Driving my daughter to Seminary and then to high school this morning, I learned an amazing amount about the social structure of Middleton High School. According to my daughter, the most despised group is the “Populars.” This is ironic because, as you may know if you have teenagers, the Populars aren’t … they just act like they are. The “Semi-Populars” (at this point, I am already beginning to think that she is making this up as we go) are really the most popular. These are kids who don’t act popular, but are really decent people, usually with a good sense of humor. The Freaks are fun. Well, at least those who are into drama and art. Some people are freaky in a creepy sort of way, and they are definitely not fun. The Druggies come in at least two varieties: Mild and Hard Core. The former are just dumb, but the latter might be dangerous. The Jocks are what they are everywhere. Geeks, too.
Armed with all of this information, I asked, “So what are you?”
“I’m not sure,” she responded. “I’m still finding myself.”
If I had been one of those fathers in a Church-produced television commercial, I would have had a snappy comeback, like, “That’s a process you will never finish, honey.” Or something like that. As it was, I said, “Well, good luck with that!” So much for the teaching moment.

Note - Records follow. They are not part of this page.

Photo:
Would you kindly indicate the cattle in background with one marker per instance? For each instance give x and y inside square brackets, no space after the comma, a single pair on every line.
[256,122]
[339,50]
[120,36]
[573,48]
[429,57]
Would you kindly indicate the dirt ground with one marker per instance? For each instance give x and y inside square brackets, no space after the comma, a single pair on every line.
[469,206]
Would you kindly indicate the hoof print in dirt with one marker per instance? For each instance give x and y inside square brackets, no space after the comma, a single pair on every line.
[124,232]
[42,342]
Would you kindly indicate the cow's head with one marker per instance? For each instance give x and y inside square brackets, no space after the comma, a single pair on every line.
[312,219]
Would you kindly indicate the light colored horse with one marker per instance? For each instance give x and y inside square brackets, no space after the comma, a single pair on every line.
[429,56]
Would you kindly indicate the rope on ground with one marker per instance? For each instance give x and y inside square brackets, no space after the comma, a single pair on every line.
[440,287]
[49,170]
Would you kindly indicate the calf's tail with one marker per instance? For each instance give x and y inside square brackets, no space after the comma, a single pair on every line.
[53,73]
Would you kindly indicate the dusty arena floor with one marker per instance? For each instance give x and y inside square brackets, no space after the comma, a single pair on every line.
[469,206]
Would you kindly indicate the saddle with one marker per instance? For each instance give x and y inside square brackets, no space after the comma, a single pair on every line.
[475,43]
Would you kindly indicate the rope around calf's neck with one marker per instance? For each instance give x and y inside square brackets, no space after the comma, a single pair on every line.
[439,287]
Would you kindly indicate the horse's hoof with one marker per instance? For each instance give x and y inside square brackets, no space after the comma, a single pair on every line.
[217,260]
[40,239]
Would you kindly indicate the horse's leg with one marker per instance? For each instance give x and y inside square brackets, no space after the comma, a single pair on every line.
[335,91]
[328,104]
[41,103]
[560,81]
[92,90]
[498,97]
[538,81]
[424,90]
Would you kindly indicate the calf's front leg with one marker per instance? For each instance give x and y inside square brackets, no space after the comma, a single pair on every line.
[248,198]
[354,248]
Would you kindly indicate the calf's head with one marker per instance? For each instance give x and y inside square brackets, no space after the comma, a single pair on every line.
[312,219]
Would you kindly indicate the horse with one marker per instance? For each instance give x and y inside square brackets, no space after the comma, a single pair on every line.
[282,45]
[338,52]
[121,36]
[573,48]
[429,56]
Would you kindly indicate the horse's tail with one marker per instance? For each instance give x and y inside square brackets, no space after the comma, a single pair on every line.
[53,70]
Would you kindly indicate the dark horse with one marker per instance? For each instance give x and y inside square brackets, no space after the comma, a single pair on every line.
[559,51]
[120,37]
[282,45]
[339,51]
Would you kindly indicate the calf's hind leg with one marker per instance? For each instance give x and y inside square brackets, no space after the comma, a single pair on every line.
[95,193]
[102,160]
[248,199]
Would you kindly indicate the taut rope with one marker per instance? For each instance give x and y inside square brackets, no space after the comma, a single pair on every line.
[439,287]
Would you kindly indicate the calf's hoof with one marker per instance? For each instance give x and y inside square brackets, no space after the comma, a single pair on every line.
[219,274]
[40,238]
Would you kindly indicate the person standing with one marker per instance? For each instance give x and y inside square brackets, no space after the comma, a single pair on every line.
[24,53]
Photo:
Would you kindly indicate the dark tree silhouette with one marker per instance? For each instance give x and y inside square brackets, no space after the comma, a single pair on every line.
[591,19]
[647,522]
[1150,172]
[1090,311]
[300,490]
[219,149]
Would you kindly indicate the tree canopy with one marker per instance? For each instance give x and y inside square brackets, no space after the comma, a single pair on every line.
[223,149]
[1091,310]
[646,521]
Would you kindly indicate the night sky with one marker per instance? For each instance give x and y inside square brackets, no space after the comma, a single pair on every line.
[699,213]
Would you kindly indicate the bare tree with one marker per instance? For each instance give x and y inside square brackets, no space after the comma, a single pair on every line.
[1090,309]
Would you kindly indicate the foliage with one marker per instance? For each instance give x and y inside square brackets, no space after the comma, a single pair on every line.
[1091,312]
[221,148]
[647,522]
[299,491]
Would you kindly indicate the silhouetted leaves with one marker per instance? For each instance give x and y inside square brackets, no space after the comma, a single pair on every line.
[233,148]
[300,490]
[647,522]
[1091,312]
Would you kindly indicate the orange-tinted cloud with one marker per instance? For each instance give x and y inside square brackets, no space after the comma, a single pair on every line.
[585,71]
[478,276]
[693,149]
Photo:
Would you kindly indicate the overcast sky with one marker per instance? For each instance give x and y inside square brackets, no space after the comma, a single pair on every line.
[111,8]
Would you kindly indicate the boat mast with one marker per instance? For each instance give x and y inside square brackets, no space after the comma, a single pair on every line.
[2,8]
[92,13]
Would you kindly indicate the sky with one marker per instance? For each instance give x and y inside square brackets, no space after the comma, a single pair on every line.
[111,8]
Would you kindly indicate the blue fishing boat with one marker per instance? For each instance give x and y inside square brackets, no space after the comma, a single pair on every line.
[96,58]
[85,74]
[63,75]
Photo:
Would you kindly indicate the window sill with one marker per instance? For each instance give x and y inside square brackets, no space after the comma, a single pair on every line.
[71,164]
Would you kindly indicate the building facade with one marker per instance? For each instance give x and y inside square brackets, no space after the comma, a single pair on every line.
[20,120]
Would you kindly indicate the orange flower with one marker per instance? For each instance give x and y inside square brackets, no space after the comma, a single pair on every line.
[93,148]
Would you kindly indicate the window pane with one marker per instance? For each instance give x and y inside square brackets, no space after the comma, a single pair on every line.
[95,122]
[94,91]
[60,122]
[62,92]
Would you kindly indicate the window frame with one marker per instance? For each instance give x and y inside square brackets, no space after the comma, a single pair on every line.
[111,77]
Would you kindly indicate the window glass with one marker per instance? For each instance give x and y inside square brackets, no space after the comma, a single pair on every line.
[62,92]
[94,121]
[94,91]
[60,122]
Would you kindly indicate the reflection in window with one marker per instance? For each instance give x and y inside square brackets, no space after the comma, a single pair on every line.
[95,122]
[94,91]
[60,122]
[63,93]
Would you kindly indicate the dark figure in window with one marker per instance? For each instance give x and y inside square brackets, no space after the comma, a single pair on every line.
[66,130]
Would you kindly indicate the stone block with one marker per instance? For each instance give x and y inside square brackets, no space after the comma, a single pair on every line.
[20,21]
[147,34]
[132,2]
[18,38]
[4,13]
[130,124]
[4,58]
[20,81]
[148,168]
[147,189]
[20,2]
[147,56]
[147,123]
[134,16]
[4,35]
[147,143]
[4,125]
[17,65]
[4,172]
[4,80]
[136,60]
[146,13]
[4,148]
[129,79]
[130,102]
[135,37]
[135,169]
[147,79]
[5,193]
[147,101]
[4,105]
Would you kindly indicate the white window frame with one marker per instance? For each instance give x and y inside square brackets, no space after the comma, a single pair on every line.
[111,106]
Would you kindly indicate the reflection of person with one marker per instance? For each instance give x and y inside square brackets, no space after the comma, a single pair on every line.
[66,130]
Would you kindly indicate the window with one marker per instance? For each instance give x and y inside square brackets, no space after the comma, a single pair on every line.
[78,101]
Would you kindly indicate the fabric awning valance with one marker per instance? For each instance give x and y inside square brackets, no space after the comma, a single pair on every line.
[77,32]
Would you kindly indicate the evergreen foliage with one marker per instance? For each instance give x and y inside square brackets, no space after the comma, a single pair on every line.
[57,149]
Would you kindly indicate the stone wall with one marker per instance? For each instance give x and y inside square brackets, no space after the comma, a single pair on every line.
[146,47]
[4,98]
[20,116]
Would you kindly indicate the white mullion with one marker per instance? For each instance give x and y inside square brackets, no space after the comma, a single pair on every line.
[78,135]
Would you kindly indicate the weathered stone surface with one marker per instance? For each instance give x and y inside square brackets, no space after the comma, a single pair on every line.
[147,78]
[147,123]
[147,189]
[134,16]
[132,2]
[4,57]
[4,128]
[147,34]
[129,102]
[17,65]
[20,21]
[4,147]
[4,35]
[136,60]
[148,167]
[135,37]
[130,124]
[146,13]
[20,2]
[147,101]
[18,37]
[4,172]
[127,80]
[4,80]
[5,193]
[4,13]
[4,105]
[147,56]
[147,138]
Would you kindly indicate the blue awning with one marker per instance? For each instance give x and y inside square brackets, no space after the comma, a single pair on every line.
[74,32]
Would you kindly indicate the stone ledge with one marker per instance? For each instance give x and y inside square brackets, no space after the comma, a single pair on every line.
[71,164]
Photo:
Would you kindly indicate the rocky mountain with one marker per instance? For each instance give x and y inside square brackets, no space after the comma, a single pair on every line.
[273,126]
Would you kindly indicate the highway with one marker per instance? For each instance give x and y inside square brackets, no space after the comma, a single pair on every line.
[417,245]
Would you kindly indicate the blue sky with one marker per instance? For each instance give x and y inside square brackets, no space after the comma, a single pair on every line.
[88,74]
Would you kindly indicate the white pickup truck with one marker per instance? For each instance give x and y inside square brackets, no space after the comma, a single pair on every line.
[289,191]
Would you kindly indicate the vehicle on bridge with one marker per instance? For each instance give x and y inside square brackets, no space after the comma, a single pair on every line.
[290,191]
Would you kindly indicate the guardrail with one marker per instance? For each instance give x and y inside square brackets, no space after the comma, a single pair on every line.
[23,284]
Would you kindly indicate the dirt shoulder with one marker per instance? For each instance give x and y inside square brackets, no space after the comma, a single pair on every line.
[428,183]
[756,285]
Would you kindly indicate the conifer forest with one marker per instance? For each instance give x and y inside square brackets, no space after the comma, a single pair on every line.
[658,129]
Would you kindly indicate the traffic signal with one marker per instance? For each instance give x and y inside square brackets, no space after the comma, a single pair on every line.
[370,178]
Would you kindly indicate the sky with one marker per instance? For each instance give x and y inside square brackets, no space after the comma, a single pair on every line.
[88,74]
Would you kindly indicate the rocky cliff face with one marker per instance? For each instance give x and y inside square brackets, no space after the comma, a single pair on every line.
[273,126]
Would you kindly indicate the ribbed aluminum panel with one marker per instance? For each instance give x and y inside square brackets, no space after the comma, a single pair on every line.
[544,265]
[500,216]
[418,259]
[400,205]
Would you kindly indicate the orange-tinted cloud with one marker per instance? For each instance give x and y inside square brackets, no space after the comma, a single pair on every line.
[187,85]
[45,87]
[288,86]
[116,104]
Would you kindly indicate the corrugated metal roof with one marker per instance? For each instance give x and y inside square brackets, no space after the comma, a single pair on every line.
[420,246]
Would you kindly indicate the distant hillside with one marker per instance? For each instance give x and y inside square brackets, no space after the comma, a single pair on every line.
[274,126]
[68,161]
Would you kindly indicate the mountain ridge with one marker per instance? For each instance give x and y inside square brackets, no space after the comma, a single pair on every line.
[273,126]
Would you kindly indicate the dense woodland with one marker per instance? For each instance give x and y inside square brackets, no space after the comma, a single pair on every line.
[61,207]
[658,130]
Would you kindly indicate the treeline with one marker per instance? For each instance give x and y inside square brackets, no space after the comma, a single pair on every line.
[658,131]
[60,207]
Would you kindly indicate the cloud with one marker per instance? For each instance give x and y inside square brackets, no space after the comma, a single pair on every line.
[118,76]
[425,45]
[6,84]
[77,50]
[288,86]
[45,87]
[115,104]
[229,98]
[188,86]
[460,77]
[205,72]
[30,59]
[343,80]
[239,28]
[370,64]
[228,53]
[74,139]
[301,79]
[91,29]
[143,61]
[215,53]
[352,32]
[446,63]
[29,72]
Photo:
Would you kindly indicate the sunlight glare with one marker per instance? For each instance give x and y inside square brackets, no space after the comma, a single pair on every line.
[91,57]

If I had to capture my own high school experience in one word, it would be “angst.” Now that I have a child going through that experience, many of my long-suppressed high school memories have been resurfacing. The fact is, I never “found myself” in high school. That didn’t happen until BYU. And despite the dramatic experience of joining the Church and going on a mission, a little bit of that high school angst has remained with me. Now, I tend to portray these feelings in a more favorable light, but at root, they are about trying to understand my place in the universe. So, while sometimes I feel inclined to spare my daughter the trauma of high school, I usually have enough perspective to understand that these feelings won’t end when she graduates. Good luck with that, Laura!